So the front-end is emitting code for that argument with a TREE_TYPE of unsigned char and a DECL_ARG_TYPE of int. According to the comments, it's intentional, and probably a misunderstanding of the C rules (which, as far as I remember, only apply to functions without prototypes, or varargs, isn't that right?)

[iains]

hmm.. well the comment about what C would do does not appear to agree with what either GCC or clang's C compilers actually implement - perhaps there's some misinterpretation of promotion rules that would be applied to an un-prototyped function (where things are indeed promoted)?

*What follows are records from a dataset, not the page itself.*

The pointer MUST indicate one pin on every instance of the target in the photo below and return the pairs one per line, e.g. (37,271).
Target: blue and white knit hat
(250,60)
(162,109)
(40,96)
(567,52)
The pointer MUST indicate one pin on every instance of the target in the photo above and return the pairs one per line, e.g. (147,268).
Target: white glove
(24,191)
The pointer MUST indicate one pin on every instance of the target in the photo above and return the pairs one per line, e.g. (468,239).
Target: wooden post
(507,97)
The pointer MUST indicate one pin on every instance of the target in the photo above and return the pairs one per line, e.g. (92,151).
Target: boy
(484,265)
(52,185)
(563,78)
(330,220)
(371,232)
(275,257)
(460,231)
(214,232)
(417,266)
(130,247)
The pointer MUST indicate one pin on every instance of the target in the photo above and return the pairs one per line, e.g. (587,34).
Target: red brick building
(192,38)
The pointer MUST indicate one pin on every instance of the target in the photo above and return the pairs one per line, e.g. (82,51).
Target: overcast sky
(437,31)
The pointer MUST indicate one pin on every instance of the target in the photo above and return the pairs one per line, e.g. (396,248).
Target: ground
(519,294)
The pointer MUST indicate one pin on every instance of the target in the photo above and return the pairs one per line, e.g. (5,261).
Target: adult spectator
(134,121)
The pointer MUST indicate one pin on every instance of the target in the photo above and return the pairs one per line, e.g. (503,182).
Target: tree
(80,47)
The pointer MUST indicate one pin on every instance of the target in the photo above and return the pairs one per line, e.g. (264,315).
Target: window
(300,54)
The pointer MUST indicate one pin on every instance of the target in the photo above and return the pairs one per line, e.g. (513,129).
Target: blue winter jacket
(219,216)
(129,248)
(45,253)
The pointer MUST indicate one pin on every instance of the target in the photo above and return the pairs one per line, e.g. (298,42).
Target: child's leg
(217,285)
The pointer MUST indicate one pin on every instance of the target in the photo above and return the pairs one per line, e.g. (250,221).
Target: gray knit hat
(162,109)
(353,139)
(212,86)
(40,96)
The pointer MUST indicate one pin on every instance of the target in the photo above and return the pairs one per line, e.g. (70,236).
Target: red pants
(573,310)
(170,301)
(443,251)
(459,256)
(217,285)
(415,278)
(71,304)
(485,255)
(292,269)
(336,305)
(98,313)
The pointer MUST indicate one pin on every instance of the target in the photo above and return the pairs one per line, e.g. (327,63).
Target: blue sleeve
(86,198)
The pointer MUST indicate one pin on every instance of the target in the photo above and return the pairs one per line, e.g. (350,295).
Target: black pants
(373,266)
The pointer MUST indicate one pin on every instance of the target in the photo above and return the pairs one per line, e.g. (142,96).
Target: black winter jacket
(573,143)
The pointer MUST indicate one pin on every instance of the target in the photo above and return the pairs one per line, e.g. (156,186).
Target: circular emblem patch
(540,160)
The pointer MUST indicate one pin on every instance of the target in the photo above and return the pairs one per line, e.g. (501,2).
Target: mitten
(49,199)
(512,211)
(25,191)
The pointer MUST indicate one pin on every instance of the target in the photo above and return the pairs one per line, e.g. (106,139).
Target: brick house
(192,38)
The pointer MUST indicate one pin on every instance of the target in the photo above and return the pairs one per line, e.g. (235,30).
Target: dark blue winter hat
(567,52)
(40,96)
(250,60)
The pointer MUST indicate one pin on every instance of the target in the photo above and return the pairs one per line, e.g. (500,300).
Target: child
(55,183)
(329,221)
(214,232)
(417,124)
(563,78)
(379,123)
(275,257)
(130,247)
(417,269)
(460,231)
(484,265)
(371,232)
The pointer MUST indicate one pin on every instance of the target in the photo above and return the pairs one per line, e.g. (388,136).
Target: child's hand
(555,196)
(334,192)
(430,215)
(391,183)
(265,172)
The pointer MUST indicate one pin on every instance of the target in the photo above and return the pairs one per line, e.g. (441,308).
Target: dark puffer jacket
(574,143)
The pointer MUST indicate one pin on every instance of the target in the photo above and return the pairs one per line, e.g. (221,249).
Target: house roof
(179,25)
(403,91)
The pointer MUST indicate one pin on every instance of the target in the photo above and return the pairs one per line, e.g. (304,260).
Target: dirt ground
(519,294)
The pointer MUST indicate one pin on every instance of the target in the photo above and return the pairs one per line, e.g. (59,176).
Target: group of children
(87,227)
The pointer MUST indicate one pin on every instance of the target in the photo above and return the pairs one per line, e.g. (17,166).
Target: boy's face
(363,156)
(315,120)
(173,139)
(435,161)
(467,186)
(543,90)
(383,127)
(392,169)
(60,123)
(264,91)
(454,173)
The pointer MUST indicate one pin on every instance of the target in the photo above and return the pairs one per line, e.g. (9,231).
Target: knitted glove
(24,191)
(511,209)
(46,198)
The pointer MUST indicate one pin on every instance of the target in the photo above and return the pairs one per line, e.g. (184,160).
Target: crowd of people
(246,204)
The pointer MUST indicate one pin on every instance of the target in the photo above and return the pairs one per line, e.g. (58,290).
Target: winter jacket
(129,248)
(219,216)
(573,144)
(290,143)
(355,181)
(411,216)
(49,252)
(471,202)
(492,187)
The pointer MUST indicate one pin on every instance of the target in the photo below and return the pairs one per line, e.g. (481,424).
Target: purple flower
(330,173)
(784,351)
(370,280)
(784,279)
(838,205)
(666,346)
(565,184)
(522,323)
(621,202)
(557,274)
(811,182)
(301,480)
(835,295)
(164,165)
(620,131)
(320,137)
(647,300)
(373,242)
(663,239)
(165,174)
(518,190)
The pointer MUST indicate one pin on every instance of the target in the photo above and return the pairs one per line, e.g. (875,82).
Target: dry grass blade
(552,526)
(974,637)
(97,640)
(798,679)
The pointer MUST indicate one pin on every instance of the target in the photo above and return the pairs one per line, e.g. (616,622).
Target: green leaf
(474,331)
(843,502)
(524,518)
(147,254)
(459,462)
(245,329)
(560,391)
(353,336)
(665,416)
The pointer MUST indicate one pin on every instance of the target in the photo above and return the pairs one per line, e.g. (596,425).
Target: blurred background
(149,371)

and indeed - there is the SI arg-type - so it's not a ME thing

[fxcoudert]

OK, removing that stupid line works, and makes the test pass. I'll follow up with the Fortran maintainers.

I'm wondering why it's allowed to have a type with TREE_TYPE that is something different from DECL_ARG_TYPE, to be honest. Is there a legitimate use to that weird combination?

[iains]

Yes, totally legal - it corresponds to the situation in which a type cannot be passed naturally and has to be passed as something different according to ABI.

I guess it might be necessary to read the C std on promotion rules (I am only going from [possibly faulty] memory that the C-(rather than ABI) promotions happen when the destination type is unknown [so for unprototyped and maybe K&R style functions])

[fxcoudert]

@iains my memory is the same, and what I've found in 5 minutes of reading confirms that.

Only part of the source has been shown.